From: Alexey Kardashevskiy <aik@ozlabs.ru>
To: Gavin Shan <gwshan@linux.vnet.ibm.com>, linuxppc-dev@lists.ozlabs.org
Cc: bhelgaas@google.com, linux-pci@vger.kernel.org
Subject: Re: [PATCH v4 03/21] powerpc/powernv: M64 support improvement
Date: Sat, 09 May 2015 20:24:14 +1000 [thread overview]
Message-ID: <554DE04E.8080900@ozlabs.ru> (raw)
In-Reply-To: <1430460188-31343-4-git-send-email-gwshan@linux.vnet.ibm.com>
On 05/01/2015 04:02 PM, Gavin Shan wrote:
> We're having the hardware or enforced (on P7IOC) limitation: M64
I would think if it is enforced, then it is enforced by hardware but you
say "hardware OR enforced" :)
> segment#x can only be assigned to PE#x. IO and M32 segment can be
> mapped to arbitrary PE# via IODT and M32DT. It means the PE number
> should be x if M64 segment#x has been assigned to the PE. Also, each
> PE own one M64 segment at most. Currently, we are reserving PE#
> according to root port's M64 window. It won't be reliable once we
> extend M64 windows of root port, or the upstream port of the PCIE
> switch behind root port to PHB's M64 window, in order to support
> PCI hotplug in future.
>
> The patch reserves PE# for M64 segments according to the M64 resources
> of the PCI devices (not bridges) contained in the PE. Besides, it's
> always worthy to trace the M64 segments consumed by the PE, which can
> be released at PCI unplugging time.
>
> Signed-off-by: Gavin Shan <gwshan@linux.vnet.ibm.com>
> ---
> arch/powerpc/platforms/powernv/pci-ioda.c | 190 ++++++++++++++++++------------
> arch/powerpc/platforms/powernv/pci.h | 10 +-
> 2 files changed, 122 insertions(+), 78 deletions(-)
>
> diff --git a/arch/powerpc/platforms/powernv/pci-ioda.c b/arch/powerpc/platforms/powernv/pci-ioda.c
> index 646962f..a994882 100644
> --- a/arch/powerpc/platforms/powernv/pci-ioda.c
> +++ b/arch/powerpc/platforms/powernv/pci-ioda.c
> @@ -283,28 +283,78 @@ fail:
> return -EIO;
> }
>
> -static void pnv_ioda_reserve_m64_pe(struct pnv_phb *phb)
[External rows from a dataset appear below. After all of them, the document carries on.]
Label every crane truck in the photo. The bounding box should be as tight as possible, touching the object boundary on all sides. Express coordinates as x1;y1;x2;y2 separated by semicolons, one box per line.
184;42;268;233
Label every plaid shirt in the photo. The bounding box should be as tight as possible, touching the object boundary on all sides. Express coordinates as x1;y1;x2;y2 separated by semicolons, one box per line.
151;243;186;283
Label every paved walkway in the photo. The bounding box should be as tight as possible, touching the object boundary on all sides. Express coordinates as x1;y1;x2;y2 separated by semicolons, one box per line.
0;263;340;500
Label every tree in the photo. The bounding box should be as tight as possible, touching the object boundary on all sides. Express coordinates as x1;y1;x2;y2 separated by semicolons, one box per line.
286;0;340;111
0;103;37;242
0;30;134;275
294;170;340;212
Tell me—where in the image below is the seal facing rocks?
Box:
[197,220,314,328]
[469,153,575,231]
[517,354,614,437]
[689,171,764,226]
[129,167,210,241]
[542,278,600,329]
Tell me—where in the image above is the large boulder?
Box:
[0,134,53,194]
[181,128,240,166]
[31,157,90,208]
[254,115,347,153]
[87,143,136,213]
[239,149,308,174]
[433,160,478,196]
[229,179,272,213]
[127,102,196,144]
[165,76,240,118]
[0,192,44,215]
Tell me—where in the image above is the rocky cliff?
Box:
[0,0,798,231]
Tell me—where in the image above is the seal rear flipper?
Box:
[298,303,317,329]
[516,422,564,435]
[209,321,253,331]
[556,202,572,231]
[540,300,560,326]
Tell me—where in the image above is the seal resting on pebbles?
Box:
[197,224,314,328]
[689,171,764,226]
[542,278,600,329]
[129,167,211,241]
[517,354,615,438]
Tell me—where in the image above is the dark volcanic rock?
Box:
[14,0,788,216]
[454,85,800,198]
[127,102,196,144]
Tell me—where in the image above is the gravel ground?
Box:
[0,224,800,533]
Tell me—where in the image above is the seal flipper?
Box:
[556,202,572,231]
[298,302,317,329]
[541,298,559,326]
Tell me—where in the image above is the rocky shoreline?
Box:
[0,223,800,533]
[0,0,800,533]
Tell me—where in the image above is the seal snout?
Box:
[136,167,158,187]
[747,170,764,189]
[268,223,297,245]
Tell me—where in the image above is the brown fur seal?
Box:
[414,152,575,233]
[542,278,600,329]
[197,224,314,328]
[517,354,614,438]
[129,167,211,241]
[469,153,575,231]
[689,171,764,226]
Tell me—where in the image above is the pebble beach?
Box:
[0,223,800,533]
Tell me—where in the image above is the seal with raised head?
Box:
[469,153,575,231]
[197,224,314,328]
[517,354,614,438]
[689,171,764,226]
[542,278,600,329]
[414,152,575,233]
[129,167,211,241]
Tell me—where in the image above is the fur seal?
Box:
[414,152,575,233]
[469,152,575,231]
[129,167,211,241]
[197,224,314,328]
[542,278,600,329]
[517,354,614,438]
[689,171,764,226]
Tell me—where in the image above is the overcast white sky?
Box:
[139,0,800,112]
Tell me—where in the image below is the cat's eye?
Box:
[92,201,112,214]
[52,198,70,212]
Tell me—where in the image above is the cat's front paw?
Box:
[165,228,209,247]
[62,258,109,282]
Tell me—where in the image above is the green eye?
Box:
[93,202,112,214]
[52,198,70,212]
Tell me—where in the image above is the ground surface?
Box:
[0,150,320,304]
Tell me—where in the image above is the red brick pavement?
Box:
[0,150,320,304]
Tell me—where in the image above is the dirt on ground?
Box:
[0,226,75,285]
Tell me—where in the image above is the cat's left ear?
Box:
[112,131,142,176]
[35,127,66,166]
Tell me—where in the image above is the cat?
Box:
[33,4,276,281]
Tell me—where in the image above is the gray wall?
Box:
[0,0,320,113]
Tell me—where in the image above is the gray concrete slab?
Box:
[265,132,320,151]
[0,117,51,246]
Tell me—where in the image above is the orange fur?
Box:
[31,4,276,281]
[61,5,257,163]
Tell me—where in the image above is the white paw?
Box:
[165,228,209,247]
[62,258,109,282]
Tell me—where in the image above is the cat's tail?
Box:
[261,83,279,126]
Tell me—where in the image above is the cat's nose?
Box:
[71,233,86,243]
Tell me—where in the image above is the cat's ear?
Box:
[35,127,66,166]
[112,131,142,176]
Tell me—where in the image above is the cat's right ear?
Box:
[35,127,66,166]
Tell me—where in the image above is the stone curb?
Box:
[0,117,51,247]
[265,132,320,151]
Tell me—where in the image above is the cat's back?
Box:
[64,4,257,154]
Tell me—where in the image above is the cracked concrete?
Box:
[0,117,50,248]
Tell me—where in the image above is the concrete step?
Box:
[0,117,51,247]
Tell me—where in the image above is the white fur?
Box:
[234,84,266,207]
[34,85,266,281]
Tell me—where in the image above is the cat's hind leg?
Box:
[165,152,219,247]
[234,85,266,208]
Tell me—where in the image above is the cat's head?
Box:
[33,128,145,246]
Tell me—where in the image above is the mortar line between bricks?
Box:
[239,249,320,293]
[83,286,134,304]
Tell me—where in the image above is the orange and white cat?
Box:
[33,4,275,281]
> +/* We extend the M64 window of root port, or the upstream bridge port
> + * of the PCIE switch behind root port. So we shouldn't reserve PEs
> + * for M64 resources because there are no (normal) PCI devices consuming
"PCI devices"? Not "root ports or PCI bridges"?
> + * M64 resources on the PCI buses leading from root port, or the upstream
> + * bridge port.The function returns true if the indicated PCI bus needs
> + * reserved PEs because of M64 resources in advance. Otherwise, the
> + * function returns false.
> + */
> +static bool pnv_ioda_need_m64_pe(struct pnv_phb *phb,
> + struct pci_bus *bus)
> {
> - resource_size_t sgsz = phb->ioda.m64_segsize;
> + /* Root bus */
The comment is too obvious as the call below is called "pci_is_root_bus" :)
> + if (!bus || pci_is_root_bus(bus))
> + return false;
> +
> + /* Bus leading from root port. We need check what types of PCI
> + * devices on the bus. If it's connecting PCI bridge, we don't
> + * need reserve M64 PEs for it. Otherwise, we still need to do
> + * that.
> + */
> + if (pci_is_root_bus(bus->self->bus)) {
> + struct pci_dev *pdev;
> +
> + list_for_each_entry(pdev, &bus->devices, bus_list) {
> + if (pdev->hdr_type == PCI_HEADER_TYPE_NORMAL)
> + return true;
> + }
> +
> + return false;
> + }
> +
> + /* Bus leading from the upstream bridge port on top level */
> + if (pci_is_root_bus(bus->self->bus->self->bus))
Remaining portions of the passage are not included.